I need two entries for each single IP address, simple “hosts” file functionality equivalent to:
192.168.1.1 router.mydomain.com router
(this is what ClearOS and any ordinary “hosts” file would use, and would resolve both “router” and “router.mydomain.com” to the correct IP address).
Now, without entering in two entries per host (I have a lot of hosts so this is not feasible - and no I’m not setting up a separate DNS server) I understand that under RouterOS I need to use a regular expression to do this.
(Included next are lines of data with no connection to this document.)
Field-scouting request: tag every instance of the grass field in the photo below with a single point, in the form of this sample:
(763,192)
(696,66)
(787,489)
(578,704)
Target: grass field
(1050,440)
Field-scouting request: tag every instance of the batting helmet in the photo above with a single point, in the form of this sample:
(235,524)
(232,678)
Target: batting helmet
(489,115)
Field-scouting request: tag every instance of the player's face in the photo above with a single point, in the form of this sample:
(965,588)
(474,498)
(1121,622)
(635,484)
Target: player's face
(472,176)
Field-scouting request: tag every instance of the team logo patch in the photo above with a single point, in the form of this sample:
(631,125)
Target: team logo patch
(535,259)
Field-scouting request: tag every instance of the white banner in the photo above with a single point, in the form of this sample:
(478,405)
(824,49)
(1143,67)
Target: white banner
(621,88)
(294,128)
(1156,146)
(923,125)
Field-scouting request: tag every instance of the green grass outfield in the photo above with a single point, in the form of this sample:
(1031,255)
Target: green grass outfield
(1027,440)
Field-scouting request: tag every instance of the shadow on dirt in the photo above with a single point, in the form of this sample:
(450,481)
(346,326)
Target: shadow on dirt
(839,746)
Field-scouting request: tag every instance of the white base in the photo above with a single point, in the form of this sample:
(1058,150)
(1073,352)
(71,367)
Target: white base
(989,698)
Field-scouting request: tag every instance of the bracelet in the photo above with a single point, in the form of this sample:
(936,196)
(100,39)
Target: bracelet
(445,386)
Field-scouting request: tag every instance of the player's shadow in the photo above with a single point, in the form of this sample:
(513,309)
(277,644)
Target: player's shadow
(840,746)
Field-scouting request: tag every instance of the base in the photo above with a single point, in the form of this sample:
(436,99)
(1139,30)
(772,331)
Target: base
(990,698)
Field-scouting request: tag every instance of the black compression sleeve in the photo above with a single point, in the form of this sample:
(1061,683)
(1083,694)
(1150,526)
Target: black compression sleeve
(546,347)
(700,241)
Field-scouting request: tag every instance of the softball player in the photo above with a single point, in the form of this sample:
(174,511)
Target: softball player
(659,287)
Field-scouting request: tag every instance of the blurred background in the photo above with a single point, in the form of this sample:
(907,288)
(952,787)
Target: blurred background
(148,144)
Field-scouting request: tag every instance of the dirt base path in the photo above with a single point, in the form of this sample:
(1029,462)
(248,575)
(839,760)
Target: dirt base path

I would think that the following would be correct:
/ip dns static> add address=192.168.1.1 name=“router(\.mydomain\.com)?”
but when I add this, it’s not recognised as a regular expression:
[admin@router2] /ip dns static> add address=192.168.1.1 name="router(\\.mydomain\\.com)\?"
[admin@router2] /ip dns static> print
Flags: D - dynamic, X - disabled, R - regexp
# NAME ADDRESS TTL
0 router(\.mydomain\.com)? 192.168.1.1 1d
(It should have an “R” next to it to show it recognised as a regexp).
If I use the example provided on the documentation page http://wiki.mikrotik.com/wiki/Manual:IP/DNS#Static_DNS_Entries it seems to at least recognise that entry as a regexp:
[admin@router2] /ip dns static> add address=192.168.1.1 name=".*\\.example\\.com"
[admin@router2] /ip dns static> print
Flags: D - dynamic, X - disabled, R - regexp
# NAME ADDRESS TTL
0 router(\.mydomain\.com)? 192.168.1.1 1d
1 R .*\.example\.com 192.168.1.1 1d
According to the documentation “In case an entry does not conform with DNS naming standards, it is considered a regular expression and marked with ‘R’ flag.” but what is it that determines whether
RouterOS agrees that it is a regular expression rather than a regular host name?
Incidentally, lookup against the non-regexp-recognised entries does not work:
[admin@router2] /ip dns static> /ping router
HOST SIZE TTL TIME STATUS
67.215.65.132 56 49 181ms
67.215.65.132 56 49 180ms
sent=2 received=2 packet-loss=0% min-rtt=180ms avg-rtt=180ms max-rtt=181ms
[admin@router2] /ip dns static> print
Flags: D - dynamic, X - disabled, R - regexp
# NAME ADDRESS TTL
0 router(\.mydomain\.com)? 192.168.1.1 1d
1 R .*\.example\.com 192.168.1.1 1d
2 router|router\.mydomain\.com 192.168.1.1 1d
Also, it seems that RouterOS strangely believes that a regexp needs to begin with a “.” to recognise it as one -
[admin@router2] /ip dns static> add address=192.168.1.1 name=".router(\\.mydomain\\.com)\?"
[admin@router2] /ip dns static> print
Flags: D - dynamic, X - disabled, R - regexp
# NAME ADDRESS TTL
0 R .router(\.mydomain\.com)? 192.168.1.1 1d
[admin@router2] /ip dns static> /ping router
HOST SIZE TTL TIME STATUS
67.215.65.132 56 49 180ms
67.215.65.132 56 49 180ms
sent=2 received=2 packet-loss=0% min-rtt=180ms avg-rtt=180ms max-rtt=180ms
… but this still doesn’t give you a simple working host entry.
Am I missing something, or is this functionality not quite right?